Bom, vou contar meu segundo relato, é 100% real igual o anterior. Isso aconteceu quando eu tinha 23 anos e tinha terminado com minha namorada fazia pouco tempo. Sempre viajava no mesmo horário pra ir trabalhar e no ponto de ônibus sempre tinha a mesma senhora que viajava com a gente. Como já fazia um tempão que a gente se encontrava no ponto, já nos cumprimentávamos e, como falei antes, eu tinha brigado com minha namorada e já tava olhando pra senhora com outros olhos.
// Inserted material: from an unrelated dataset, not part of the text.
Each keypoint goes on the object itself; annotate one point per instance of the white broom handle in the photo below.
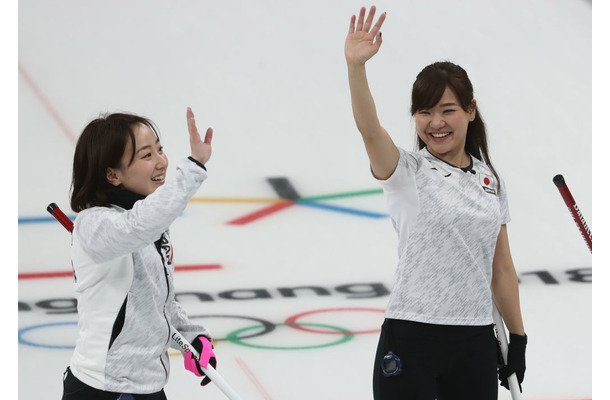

Ela era muito gostosa, linda, sempre bem perfumada, bem arrumada, tinha 40 anos na época. Um dia, pra criar mais intimidade, comecei a perguntar coisas sobre ela, a vida pessoal dela, se tinha filhos, marido, onde e com o que trabalhava. Só pra puxar assunto e ganhar confiança, pra ver se ela me dava bola.
Um dia, como sempre, cumprimentei ela no ponto e falei: "Nossa, que perfume gostoso você tá usando hoje, vai ter um encontro? Tá mais gostosa e linda que o normal" e soltei um "haha".
Ela respondeu: "Valeu, mas não, só me arrumei um pouco mais pra mudar a rotina e ver se alguém notava, e pelo visto deu certo" e riu.
"E quem não ia te olhar, né? Você é muito gostosa. Pena que não ia me dar bola por eu ser mais novo..."
"Haha, valeu, você é terrível, deve falar isso pra todas."
Essa resposta foi a melhor coisa que ouvi, quis dizer que ela gostou do que falei e tava me dando chance pras minhas intenções.
Respondi: "Só falo isso pras mulheres gostosas igual você. Se quiser, um dia a gente toma alguma coisa."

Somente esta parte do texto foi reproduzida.